Every year, juvenile salmon smolts leave the lakes and streams of their birth for the open sea. Meanwhile, adult salmon return home to those exact same lakes and streams. How do salmon, and other animals, navigate thousands of miles with such precision? Researchers at Oregon State University have discovered a connection between the built-in compass of magnetic crystals in salmon noses.
What Is Magnetite?
Magnetite is a strongly magnetic iron ore. Most iron mines extract magnetite, which factories process into pure iron and steel. Likewise, animals have natural deposits of magnetite — from bacteria to human beings. Scientists believe that migratory bats, birds, and butterflies can detect the Earth’s magnetic field using magnetite in their bodies. They also believe magnetite is what helps young ocean-bound salmon return to their spawning grounds.
Why do our bodies contain magnetite? Scientists theorize that magnetite navigation systems may have developed in bacteria two billion years ago. As these microbes evolved into more complex organisms, the magnetite remained.
But if magnetite helps animals migrate, where can scientists find it in their bodies? At least in salmon, researchers believe they may have the answer.
Magnetite in Salmon Noses
In a paper published in Proceedings of the National Academy of Sciences, fisheries scientist Renee Bellinger reports magnetic material in the noses of salmon. The magnetite particles were so small and scarce, they’re very hard to detect. However, Bellinger’s research could lead the way to making these cells “glow really bright so we can find and understand receptor cells more easily.”
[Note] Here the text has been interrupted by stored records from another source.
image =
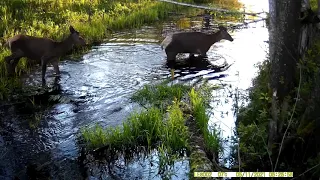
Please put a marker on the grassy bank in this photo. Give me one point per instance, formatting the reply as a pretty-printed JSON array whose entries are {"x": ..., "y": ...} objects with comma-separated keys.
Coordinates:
[
  {"x": 162, "y": 127},
  {"x": 299, "y": 117}
]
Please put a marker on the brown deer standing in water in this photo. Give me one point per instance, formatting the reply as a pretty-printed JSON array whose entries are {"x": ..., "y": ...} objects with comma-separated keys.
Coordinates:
[
  {"x": 192, "y": 42},
  {"x": 42, "y": 50}
]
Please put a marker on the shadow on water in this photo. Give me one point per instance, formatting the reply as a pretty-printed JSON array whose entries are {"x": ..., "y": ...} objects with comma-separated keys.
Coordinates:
[
  {"x": 98, "y": 90},
  {"x": 193, "y": 65}
]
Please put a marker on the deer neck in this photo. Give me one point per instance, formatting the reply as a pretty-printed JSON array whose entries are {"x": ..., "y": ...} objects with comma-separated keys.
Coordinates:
[
  {"x": 215, "y": 37},
  {"x": 64, "y": 46}
]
Bellinger began her research as a doctoral student at Oregon State University. She is now a research geneticist with the U.S. Geological Survey and affiliated with the University of Hawai’i, Hilo.
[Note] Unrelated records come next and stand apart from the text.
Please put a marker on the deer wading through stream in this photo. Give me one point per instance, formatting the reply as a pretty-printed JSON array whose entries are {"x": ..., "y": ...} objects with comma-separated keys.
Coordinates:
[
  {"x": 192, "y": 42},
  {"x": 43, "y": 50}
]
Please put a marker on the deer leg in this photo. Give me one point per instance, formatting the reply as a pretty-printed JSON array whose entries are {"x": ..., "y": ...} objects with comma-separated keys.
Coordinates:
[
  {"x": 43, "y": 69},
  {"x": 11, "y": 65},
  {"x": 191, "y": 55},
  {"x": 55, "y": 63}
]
Twenty years ago, another study in New Zealand looked at magnetite in the noses of trout. In that study, researchers traced the magnetite to the olfactory rosette. This fan-shaped structure relays smells and other sensory information to the brain. The magnetite crystals found in salmon were similar to those found in bacteria. Single-cell organisms grow the crystals into needle shapes that work like magnetic compasses.
Applying the Research
Her co-author, Michael Banks, a professor of Oregon State University fisheries genomics, conservation and behavior, says the study could help salmon managers better understand how salmon behave in the open seas.
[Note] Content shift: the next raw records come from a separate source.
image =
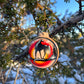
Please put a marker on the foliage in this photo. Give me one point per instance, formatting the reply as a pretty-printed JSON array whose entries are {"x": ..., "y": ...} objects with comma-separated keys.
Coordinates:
[{"x": 13, "y": 37}]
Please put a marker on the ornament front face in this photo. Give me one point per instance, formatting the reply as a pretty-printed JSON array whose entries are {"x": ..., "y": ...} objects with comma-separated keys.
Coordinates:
[{"x": 43, "y": 52}]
[Salmon] don’t have the opportunity to teach their offspring where to go, yet the offspring still somehow know where to go. If we can figure out the way animals such as salmon sense and orient, there’s a lot of potential applications for helping to preserve the species, but also for human applications such as medicine or other orientation technology.
Dr. Michael Banks, Oregon State University fisheries science professor
The project also included researchers from China, France, and Germany. Next, the team will test their new understanding of how magnetite helps salmon migrate to unravel the mystery of why certain migratory animals can return home with such precision.
How CIAA Uses Salmon Migration to Enhance Fisheries
The Cook Inlet Aquaculture Association uses this remarkable migratory instinct in salmon to produce more abundant returns in certain streams throughout the Cook Inlet area. CIAA catches adult salmon to be used as broodstock, hatching their fertilized eggs, and releasing smolts into designated streams. Years later, those fish return to the area they were released to provide a common property harvest for fishermen and help hatcheries with cost recovery.